Um outro tema transversal às cidades é a consciência cultural que densifica a vida urbana valorizando o património material e imaterial. As cidades não abandonam o museu tradicional, mas constituem-se cada vez mais como museus ao ar livre para o cidadão e para o turista. Esta dimensão promove a valorização dos conjuntos arquitetónicos e paisagísticos pela sua capacidade de refletir a história urbana e a identidade das instituições, da cidade e do país. Assistimos assim, à intervenção do Estado e dos privados na qualificação do espaço construído, conscientes do valor económico dos imóveis e dos espaços reabilitados. No centro das cidades, a reabilitação de edifícios, que valorizam o carácter histórico dos espaços construídos e a sua capacidade de transmitir a identidade de uma comunidade, está associada à expansão crescente do turismo. No Porto, requalifica-se a cidade do século 19 para alojar os turistas; em Xangai, reabilita-se a cidade cosmopolita do século 20 para instalar empresas e o comércio de luxo e em Brasília, preserva-se o plano piloto como símbolo do progresso e identidade do país. Com prioridades e com métodos de intervenção distintos, as políticas de reabilitação preocupam-se mais em consolidar as estruturas existentes dos centros e não valorizam as áreas periféricas onde habita grande parte da população. Nestas áreas, são muitas vezes as iniciativas da população ou de instituições mais flexíveis, que exploram outros modelos de ativação da cidade, com os denominados livinglabs; laboratórios vivos de experimentação que atuam onde o Estado não consegue chegar.

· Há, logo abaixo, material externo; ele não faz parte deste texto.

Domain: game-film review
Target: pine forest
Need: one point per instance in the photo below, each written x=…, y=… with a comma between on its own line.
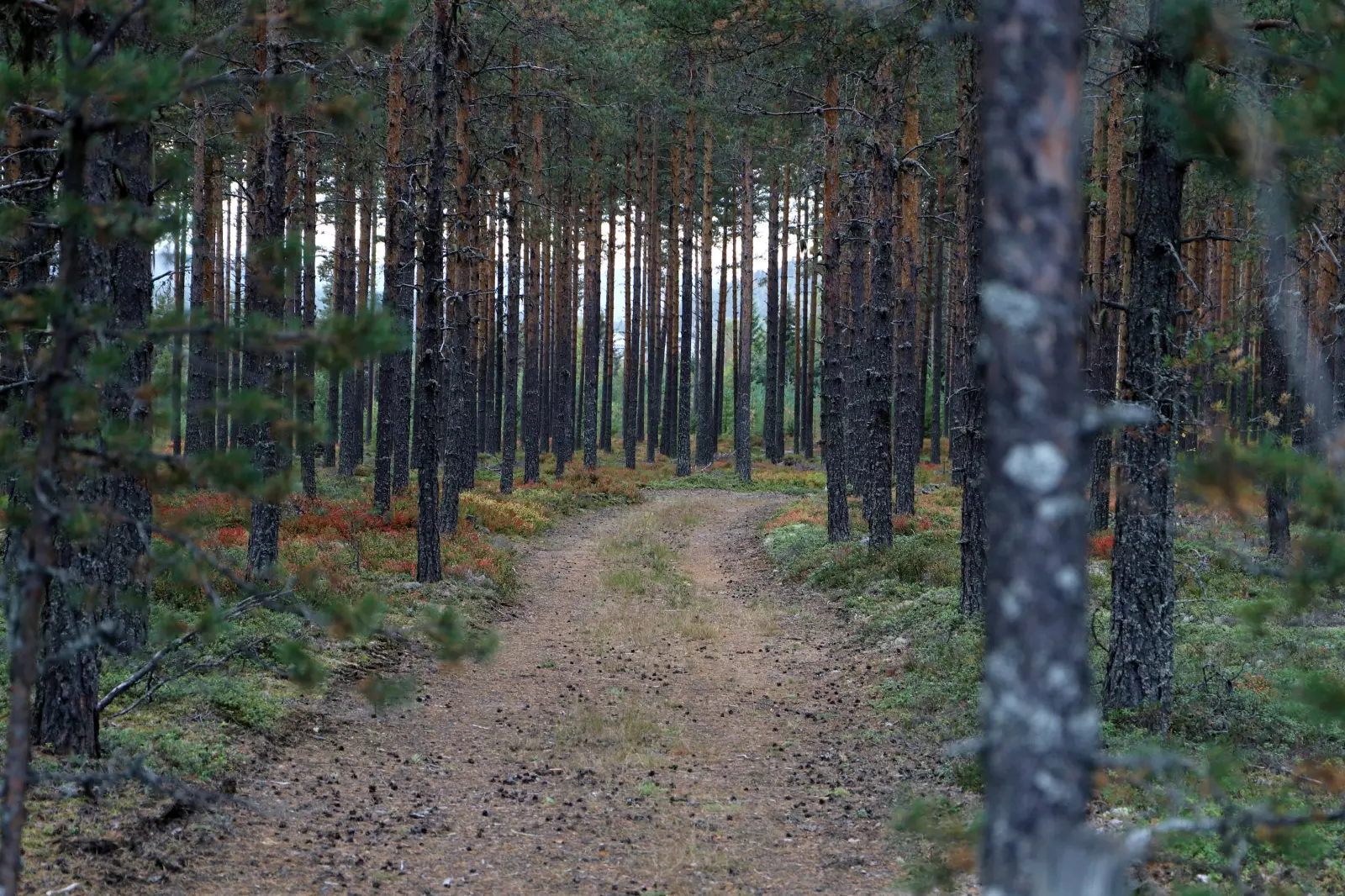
x=663, y=447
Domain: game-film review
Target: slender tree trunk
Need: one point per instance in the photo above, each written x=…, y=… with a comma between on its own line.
x=878, y=370
x=179, y=308
x=1140, y=656
x=908, y=331
x=683, y=419
x=514, y=222
x=708, y=382
x=720, y=340
x=1109, y=326
x=782, y=369
x=533, y=333
x=353, y=407
x=430, y=311
x=833, y=376
x=393, y=414
x=743, y=356
x=304, y=385
x=938, y=342
x=773, y=319
x=1040, y=724
x=268, y=269
x=592, y=323
x=654, y=382
x=201, y=419
x=973, y=392
x=636, y=300
x=672, y=307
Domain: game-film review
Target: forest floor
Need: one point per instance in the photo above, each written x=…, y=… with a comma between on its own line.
x=665, y=714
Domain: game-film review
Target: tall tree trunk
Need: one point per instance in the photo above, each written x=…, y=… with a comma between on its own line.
x=351, y=405
x=394, y=367
x=562, y=385
x=201, y=417
x=634, y=302
x=268, y=268
x=708, y=381
x=179, y=307
x=878, y=354
x=908, y=333
x=683, y=419
x=1109, y=327
x=672, y=307
x=853, y=334
x=1040, y=724
x=304, y=385
x=430, y=311
x=833, y=376
x=1140, y=656
x=973, y=377
x=782, y=369
x=773, y=319
x=461, y=434
x=743, y=356
x=654, y=286
x=514, y=221
x=592, y=309
x=721, y=320
x=531, y=318
x=938, y=340
x=609, y=329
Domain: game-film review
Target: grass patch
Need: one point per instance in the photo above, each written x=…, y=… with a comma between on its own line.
x=1241, y=714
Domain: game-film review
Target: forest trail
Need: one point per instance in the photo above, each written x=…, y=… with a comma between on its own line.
x=663, y=716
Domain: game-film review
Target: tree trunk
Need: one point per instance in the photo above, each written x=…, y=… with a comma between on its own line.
x=708, y=382
x=306, y=387
x=908, y=334
x=773, y=319
x=636, y=299
x=1109, y=326
x=1140, y=656
x=430, y=311
x=743, y=356
x=268, y=269
x=878, y=369
x=592, y=309
x=654, y=383
x=973, y=387
x=683, y=419
x=939, y=362
x=1040, y=724
x=351, y=407
x=201, y=417
x=394, y=367
x=833, y=376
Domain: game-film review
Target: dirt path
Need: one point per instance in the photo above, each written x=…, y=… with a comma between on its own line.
x=645, y=728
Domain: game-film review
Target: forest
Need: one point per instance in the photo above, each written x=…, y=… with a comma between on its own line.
x=672, y=445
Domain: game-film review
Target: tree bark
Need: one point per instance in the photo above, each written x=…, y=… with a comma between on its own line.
x=266, y=365
x=592, y=309
x=683, y=419
x=1040, y=724
x=706, y=382
x=973, y=387
x=1140, y=656
x=908, y=334
x=878, y=369
x=743, y=356
x=833, y=374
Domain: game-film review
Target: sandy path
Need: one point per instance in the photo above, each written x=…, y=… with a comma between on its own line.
x=614, y=746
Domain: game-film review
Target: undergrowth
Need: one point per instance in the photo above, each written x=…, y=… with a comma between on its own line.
x=1244, y=714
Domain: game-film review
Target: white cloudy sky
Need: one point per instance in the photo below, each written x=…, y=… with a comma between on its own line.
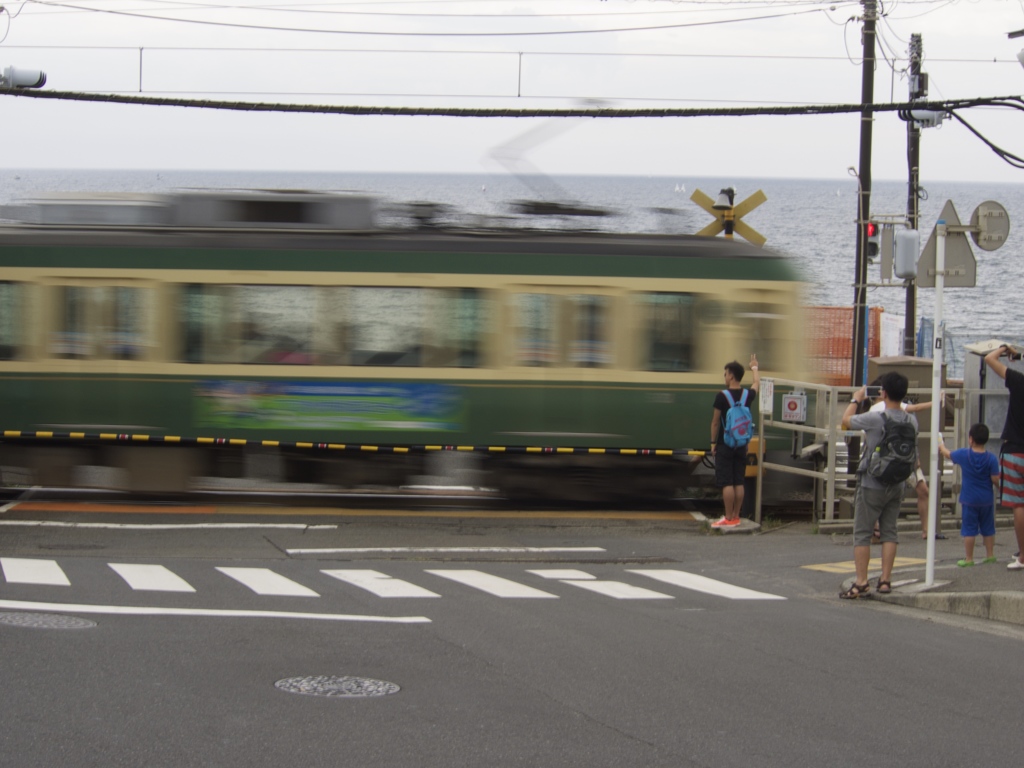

A cidade é, cada vez mais, um espaço com desafios complexos, mas cujas dimensões ambiental e cultural devem permanecer como fatores de equilíbrio para o bem-estar daqueles que a habitam todos os dias ou pontualmente, quando a ocupam para o trabalho ou o lazer. Assim, é importante valorizar esta densidade, construída e não construída, que ocupa a cidade, tornando-a num espaço mais vivo.